A rectangular plate of semiconducting material has dimensions 10mm x 4mm x 1mm, a current of 1.5mA flows along its length and the associated potential drop is 78mV. When a magnetic field of strength 0.7 Wb/m² is applied normally to the major surface of the sample a potential difference of 6.8mV appears across the width of the sample.

Determine the character, concentration and mobility of the current carriers.

Relevance

Given that the semiconductor is L x W with a current, I, flowing along L creating a potential drop, V(L) across L. Now a magnetic field B is applied normal to the major surface and creating a potential difference of V(W) across W.

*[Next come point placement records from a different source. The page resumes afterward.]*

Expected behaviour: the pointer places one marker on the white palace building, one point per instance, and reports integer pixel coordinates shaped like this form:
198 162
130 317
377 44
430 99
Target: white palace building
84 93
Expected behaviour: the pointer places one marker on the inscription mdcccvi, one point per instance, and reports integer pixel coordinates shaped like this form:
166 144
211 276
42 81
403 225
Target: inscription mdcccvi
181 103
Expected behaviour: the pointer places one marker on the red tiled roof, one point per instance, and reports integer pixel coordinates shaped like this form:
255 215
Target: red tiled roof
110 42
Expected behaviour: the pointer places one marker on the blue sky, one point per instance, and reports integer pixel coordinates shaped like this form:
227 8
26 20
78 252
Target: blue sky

Hence, the semiconductor has a resistance, R given by:

R = V(L)/I(L) = (.078)/(0.0015) = 52 Ohms

Now the mobility of the current carrier is given by the drift velocity:

v(d) = μE(W)

where μ is the mobility and E(W) is the electric field across W

Also, B = v(d) E(W)/c², so v(d) = Bc²/E(W)

Then, μE(W) = Bc²/E(W)

μ = Bc²/E²(W)

But E(W) = V(W)/W, so

μ = B(cW/V(W))²

= (0.7) [(3×10^8)(0.004)/(0.0068)]² = 2.18 x 10^16 m²/V·sec

To determine the charge concentration Q/A, where A = LW

We first find the current along W

I(W) = V(W)/R = (0.0068)/50 = 0.136 mA

So we know that the Lorentz force due to the magnetic field B is given by

F = I(L)LB, and it is also = BQv(d)

So I(L)L = Qv(d)

but v(d) = μE(W) = μV(W)/W

So I(L)L = QμV(W)/W

Now rewrite the above equation as:

Q/A = Q/LW = I(L)/μV(W) = (0.136)/(2.18x10^16)(0.0068)

= 9.17 x 10^-16 C/m²